A Minha Escale Ardente no Hotel do Aeroporto

Estava exausta depois do voo de Lisboa para Madrid. Escale imprevista por causa de uma tempestade. Cheguei ao hotel do aeroporto já noite alta, o ar quente e húmido a colar-me à pele. O lobby estava quase vazio, só o bar iluminado com luzes amareladas. Pedi um gin tónico para relaxar, a clim a zumbir baixinho, misturada com o ronco distante dos motores.

Ele estava ali, alto, moreno, estrangeiro – acho que americano pelo sotaque. Olhos fixos em mim enquanto eu me sentava no balcão. ‘Boa noite, cansada do voo?’, disse ele, sorrindo. Eu ri, ‘Sim, mas agora livre. E tu?’. Conversa solta, ele em layover também, voo cedo de manhã. O copo gelado na mão, o suor a escorrer pelo meu decote. Senti o olhar dele nos meus seios, a saia curta subindo nas coxas. ‘Queres subir ao meu quarto? Só uma hora, antes de partires’, sussurrei, o coração a bater forte. Ele hesitou um segundo, ‘Porra, sim’. A urgência do desconhecido, ninguém nos conhece aqui.

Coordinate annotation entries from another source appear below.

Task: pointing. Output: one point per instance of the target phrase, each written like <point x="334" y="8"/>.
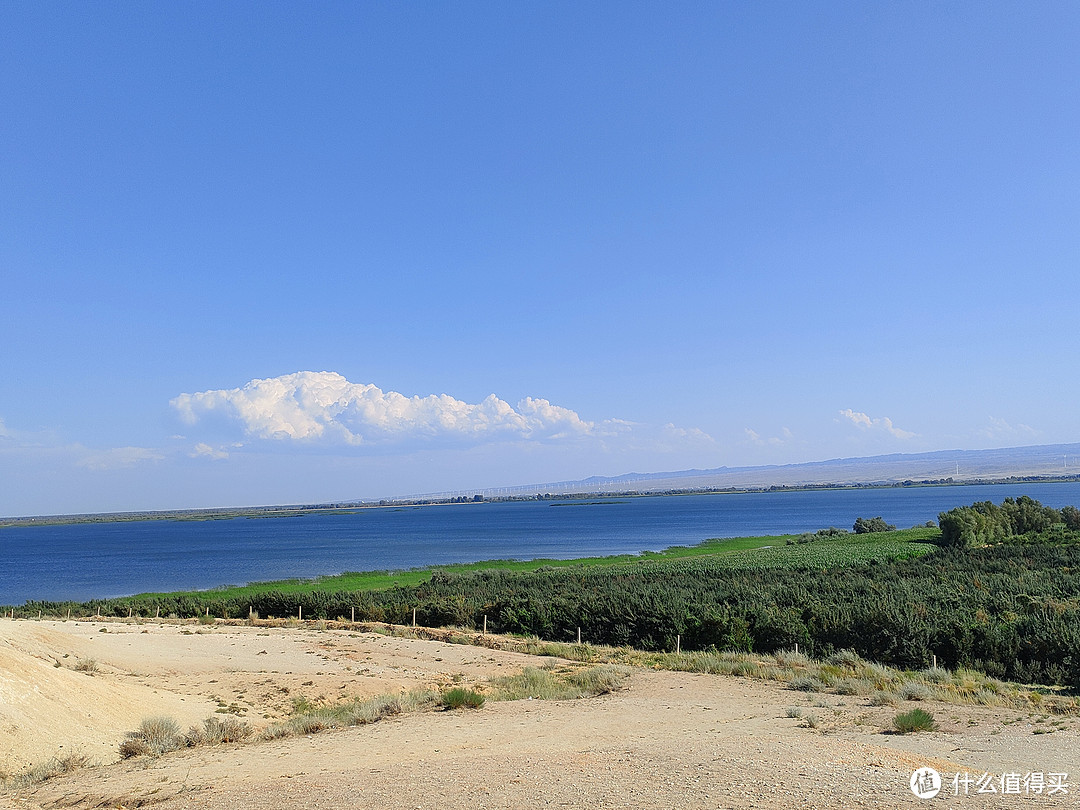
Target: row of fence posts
<point x="299" y="616"/>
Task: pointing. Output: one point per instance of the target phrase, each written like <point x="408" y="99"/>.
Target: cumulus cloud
<point x="882" y="423"/>
<point x="204" y="450"/>
<point x="325" y="407"/>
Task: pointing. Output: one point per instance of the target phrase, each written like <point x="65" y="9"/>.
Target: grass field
<point x="740" y="553"/>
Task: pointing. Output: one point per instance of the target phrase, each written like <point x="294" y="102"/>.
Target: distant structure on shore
<point x="1038" y="462"/>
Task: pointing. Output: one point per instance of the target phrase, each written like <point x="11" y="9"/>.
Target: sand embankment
<point x="669" y="740"/>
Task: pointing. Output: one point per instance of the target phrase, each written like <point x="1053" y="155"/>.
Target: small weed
<point x="156" y="736"/>
<point x="88" y="665"/>
<point x="915" y="690"/>
<point x="917" y="719"/>
<point x="806" y="684"/>
<point x="461" y="698"/>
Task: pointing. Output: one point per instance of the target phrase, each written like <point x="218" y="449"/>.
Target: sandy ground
<point x="669" y="740"/>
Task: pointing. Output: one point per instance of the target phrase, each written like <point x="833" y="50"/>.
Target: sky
<point x="291" y="253"/>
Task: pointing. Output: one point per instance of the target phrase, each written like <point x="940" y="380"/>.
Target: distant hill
<point x="960" y="467"/>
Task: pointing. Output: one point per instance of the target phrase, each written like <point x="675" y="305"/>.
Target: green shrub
<point x="914" y="720"/>
<point x="156" y="736"/>
<point x="461" y="698"/>
<point x="807" y="684"/>
<point x="915" y="690"/>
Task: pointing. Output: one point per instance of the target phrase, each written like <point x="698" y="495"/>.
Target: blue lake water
<point x="90" y="561"/>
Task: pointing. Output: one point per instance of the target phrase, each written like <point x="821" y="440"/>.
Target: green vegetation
<point x="914" y="720"/>
<point x="461" y="698"/>
<point x="1023" y="520"/>
<point x="1010" y="609"/>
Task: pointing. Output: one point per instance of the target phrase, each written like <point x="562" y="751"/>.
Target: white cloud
<point x="118" y="458"/>
<point x="1000" y="430"/>
<point x="204" y="450"/>
<point x="882" y="423"/>
<point x="325" y="407"/>
<point x="755" y="439"/>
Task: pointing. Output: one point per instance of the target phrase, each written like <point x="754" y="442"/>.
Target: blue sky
<point x="288" y="253"/>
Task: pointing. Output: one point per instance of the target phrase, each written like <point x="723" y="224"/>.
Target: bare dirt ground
<point x="670" y="740"/>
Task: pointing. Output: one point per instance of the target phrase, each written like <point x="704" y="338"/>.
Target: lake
<point x="103" y="559"/>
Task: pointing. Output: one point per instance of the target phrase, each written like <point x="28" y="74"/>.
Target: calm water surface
<point x="91" y="561"/>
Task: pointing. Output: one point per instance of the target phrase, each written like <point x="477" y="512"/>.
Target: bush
<point x="914" y="720"/>
<point x="915" y="690"/>
<point x="156" y="736"/>
<point x="461" y="698"/>
<point x="807" y="684"/>
<point x="215" y="731"/>
<point x="88" y="665"/>
<point x="864" y="526"/>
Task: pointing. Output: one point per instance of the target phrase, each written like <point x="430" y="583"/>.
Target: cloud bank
<point x="882" y="423"/>
<point x="323" y="407"/>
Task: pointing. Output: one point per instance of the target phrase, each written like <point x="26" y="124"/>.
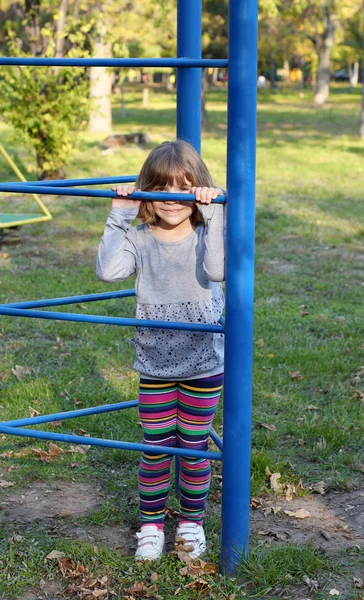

A Chegada e o Olhar que Acendeu Tudo

Subimos no elevador, mãos já a roçar. A porta do quarto mal fechou e ele me encostou à parede, beijos famintos, língua a invadir a boca. Tirei a blusa, os seios livres, mamilos duros com o ar condicionado frio. ‘Caralho, que tetas perfeitas’, murmurou ele, chupando-os com força, mordendo leve. Eu gemi, mãos na braguilha dele, o caralho já duro como pedra. Rasguei as calças, caí de joelhos no chão áspero do quarto. O cheiro dele, suor misturado com colónia. Engoli a cabeça grossa, lambi o veio salgado, chupei até às bolas. Ele agarrou o meu cabelo, ‘Assim, puta portuguesa, engole tudo’.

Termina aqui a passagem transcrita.